Thursday, August 18, 2011

The Future of Trees



It's difficult for most people to get really excited about trees because our planet seems to have so many of them.  However, recently, I have become more and more upset about the plight of trees and, consequently, the future of human beings.

I don't know if it's a product of living on the East Coast of the United States, but I remember when I was a little girl living in Boston and they used to say that within my lifetime the entire Eastern seaboard would become so urbanized that all of the major cities, Boston, Providence, Hartford, New York City, Trenton, Philadelphia, Wilmington, Baltimore, and Washington, would soon become merged into one giant mega-city.  Urban sprawl between the cities would eventually overlap and knit together.  Well, that day has arrived.  We have finally arrived at what has been called the "megalopolis."  In 2,000, this part of the country was home to about 17% of the U.S. population living on less than 2% of the nation’s land area.

But my concern is much smaller.  I have noticed that in recent decades, as part of our urbanization, we are all clearing and cutting down trees to make way for parking lots, malls, commercial areas, gas stations, and new homes.  We replace these forests with a few token trees - and they are almost always little, stumpy ornamental trees, like flowering cherry trees, dogwoods or tiny Japanese maples.  We are not replacing our giant shade trees - if and when we replace our trees at all!  These trees might be pretty in the springtime, but they are more like bushes than trees and do not provide shade, shelter or protection from the increasingly violent and hot weather we are experiencing as our planet's heat has been dramatically climbing.  It is like decorating your living room with colorful accent pillows instead of a sofa and chairs!  Pretty, but useless!

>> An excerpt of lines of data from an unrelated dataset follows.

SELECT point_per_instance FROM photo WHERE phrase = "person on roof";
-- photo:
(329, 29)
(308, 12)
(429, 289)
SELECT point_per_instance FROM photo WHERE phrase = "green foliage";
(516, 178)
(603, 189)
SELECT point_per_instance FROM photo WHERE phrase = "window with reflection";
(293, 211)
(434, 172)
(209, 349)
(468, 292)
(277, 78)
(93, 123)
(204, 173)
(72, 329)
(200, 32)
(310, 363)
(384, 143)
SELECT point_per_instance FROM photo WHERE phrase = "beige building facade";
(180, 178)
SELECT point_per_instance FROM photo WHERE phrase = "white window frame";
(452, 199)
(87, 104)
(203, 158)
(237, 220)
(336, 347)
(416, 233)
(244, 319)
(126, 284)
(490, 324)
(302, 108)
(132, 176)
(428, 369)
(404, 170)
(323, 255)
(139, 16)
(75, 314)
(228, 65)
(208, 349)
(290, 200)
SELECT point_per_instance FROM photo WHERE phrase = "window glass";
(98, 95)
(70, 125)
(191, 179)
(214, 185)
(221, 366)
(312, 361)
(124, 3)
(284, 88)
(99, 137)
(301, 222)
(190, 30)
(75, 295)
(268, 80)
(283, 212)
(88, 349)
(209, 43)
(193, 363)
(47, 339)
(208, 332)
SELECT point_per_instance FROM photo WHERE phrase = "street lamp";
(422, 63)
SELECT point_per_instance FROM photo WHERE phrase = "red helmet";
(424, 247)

We aren't really interested in "ordinary" tall shade trees like oaks, pine, beech, sugar maple, hickory, or black walnut (this last tree used to be abundant in New Jersey, it still is treasured in the wood paneling in some older homes, but is basically extinct in our area now).   We are far more interested in making sure that people can see our store sign from the road, or that we have a big front lawn with no trees so people can see how wealthy we are, or that we spend as little money as possible leveling a flat, tree-less parking lot for the lowest cost.  Perhaps commercial real estate owners don't like the potential liability of a tree branch falling on a car or figure they can get more parking spaces by eliminating trees.

Let me give you a rather shocking statistic.  The average tree lives between 60-80 years old, but the average urban tree today lives only 8 years.  Why?  They are sicker from pollution and we cut them down every time we want to put up a more modern building and replace them with younger trees.  Do you see the problem here?

The bottom line is that we are not interested in trees.  I was quite shocked when I finally realized that all those lovely little pockets of wildlife and forests that I see from the highway are actually, when viewed from the air, nothing but thin, isolated patches of trees between streets and homes.  I know it sounds strange, but here in New Jersey, we are living in the future.  Montana, Alabama, Texas, and the other states may not look anything like New Jersey today - but they will in the near future.  And the future shows me that we are running out of time. 

Consider this:  In the past 10 years alone, human beings have cut down enough trees to forest an area the size of the country of Peru!  In order to reforest what we have cut down in only a decade, every man, woman and child on earth will have to plant and care for 2 trees every year for ten years!  That's to make up for the loss of 14 billion trees.  We are not slowing down our tree-cutting today.  We are cutting them down even faster.  And we are not replanting them at a proportional rate for the reasons I listed above.  We are 1) vain and 2) greedy and 3) trees are "free." 

Planting trees around your home (and I do not mean tiny ornamental flowing trees) increases your property value by between 10-20 percent, and can reduce your air conditioning needs by 30 percent and save up to 50 percent on your home heating bills.  One young tree next to your house is equal to 10 air conditioning units operating 20 hours/day.  One young tree can absorb all the carbon emitting by driving your car 26,000 miles in a year.

So, you do not have to be clairvoyant to understand the future of trees and therefore of human beings.  Plant a tree today.